プロローグ
新卒から勤務している中学校は、小学校から高校までのエスカレーター式の学校だ。そのせいか、この辺りの学校関係者は教員も生徒も皆、小等部、中等部、高等部と呼び分ける。
俺も最初はその呼び方に慣れなかったものの、3年目から自然と口に出るようになった。時間がかかっていたネクタイ結びも手早くできるようになったし、考え事をしていても教室に辿り着くようにもなった。
何事も慣れだな、と葉桜になりかけの桜並木を見て心底思う。
「お、おはようございまーす!」
「おはようさーん」
新学期の登校初日、教員たちは全員で校舎の外へ出て生徒を迎える。たまに広い敷地で迷子になる生徒もいるからという理由もあるが、ほとんどが顔見せだ。
「せんせー、ファイト!」
「クラスで虐められたら慰めてやんよー!」
「アホか。ほら、ちゃんと新校舎行けよー」
去年の受け持ちの生徒たちが冷やかしに通る。彼女たちは今年から高等部に在籍する。目と鼻の先にある新校舎に胸を踊らせているのだろう。
適当にあしらった彼女たちの背中を見送りながらも、俺はクラスで虐められるというワードが胸に引っかかっていた。
今年の受け持ちは1年生。担当のクラスには絵に書いたようなヤンキーが2名、やんちゃな生徒が数名、扱いにくい生徒が1名在籍する。他のクラスも曲者揃いのため、贅沢は言えないが、あまり気乗りはしない。
「わあ、むらっち、おっはよー!」
「むらっち言うな。中等部進学おめでとうな」
「ねえねえ、うちの担任って誰?」
「お前、ヒトの話聞けや」
今年の1年生には遠い親戚の女の子も在籍する。基本、近親者には関わらないように配置されるはずだが、遠すぎて親戚なのかも怪しいほどのため、今回は近親者扱いではなかったようだ。

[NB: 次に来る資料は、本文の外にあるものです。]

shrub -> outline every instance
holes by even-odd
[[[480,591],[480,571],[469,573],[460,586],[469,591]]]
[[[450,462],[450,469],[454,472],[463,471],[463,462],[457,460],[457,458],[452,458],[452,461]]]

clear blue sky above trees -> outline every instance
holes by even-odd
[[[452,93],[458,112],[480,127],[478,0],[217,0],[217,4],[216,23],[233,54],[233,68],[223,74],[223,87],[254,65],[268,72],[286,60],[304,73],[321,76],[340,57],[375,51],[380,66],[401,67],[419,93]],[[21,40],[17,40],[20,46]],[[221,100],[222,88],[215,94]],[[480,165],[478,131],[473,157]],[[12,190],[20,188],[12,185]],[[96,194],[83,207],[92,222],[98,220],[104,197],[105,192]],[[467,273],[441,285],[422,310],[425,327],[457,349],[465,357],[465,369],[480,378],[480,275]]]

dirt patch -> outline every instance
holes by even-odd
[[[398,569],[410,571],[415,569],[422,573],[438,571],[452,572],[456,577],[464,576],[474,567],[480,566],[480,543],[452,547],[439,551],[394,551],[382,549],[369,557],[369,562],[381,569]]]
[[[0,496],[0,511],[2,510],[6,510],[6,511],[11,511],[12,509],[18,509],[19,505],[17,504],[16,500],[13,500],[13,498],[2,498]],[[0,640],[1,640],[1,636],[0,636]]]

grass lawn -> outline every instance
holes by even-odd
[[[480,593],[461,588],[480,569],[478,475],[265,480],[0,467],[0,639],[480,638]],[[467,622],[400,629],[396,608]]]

嬉しそうに目を細める少女はくるりと一回転してみせた。
「どお、どお? 似合う?」
「おーおー、似合う似合う」
「むらっち棒読み〜」
「ハイハイ、中堀冬海サン。早よせんと遅刻すんで〜」
その時、ふわりと冷たい風が吹き抜けた。春になって暖かな陽気になってきたとはいえ、時折吹く風は冷たく、日陰は寒い。
風がアスファルトに落ちた桜の花びらを巻き上げて、咄嗟に目を瞑る。つむじ風のように巻き込むような突風の後、そろりと目を開けた。
「……おはようございます」
中等部の制服を着た女生徒がひとり立っていた。
足元ではつむじ風と花びらが巻いていて、長い黒髪が風に好き勝手に揉みくちゃにされているのを片手で抑えている。

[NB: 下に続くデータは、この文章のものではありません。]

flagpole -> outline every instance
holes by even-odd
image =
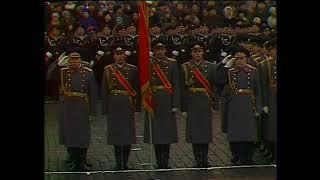
[[[152,148],[152,124],[151,124],[151,121],[152,121],[152,118],[151,118],[151,114],[148,113],[149,115],[149,137],[150,137],[150,168],[153,169],[153,148]]]

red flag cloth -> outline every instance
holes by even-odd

ここまで来るには砂利道を通るはずなのに、何も聞こえなかった。
「お、おー」
ちらと確認するように向けられた目は真っ黒で、肌の白さに髪と目の黒が際立つ。モノクロで描かれた絵のような色合いに、一瞬躊躇いが生じてしまう。
ぱちり、ひとつ瞬きをして、少女は俺の前を通過した。
「あ。挨拶忘れた」
教員生活4年目の春、忘れられない黒に出会った。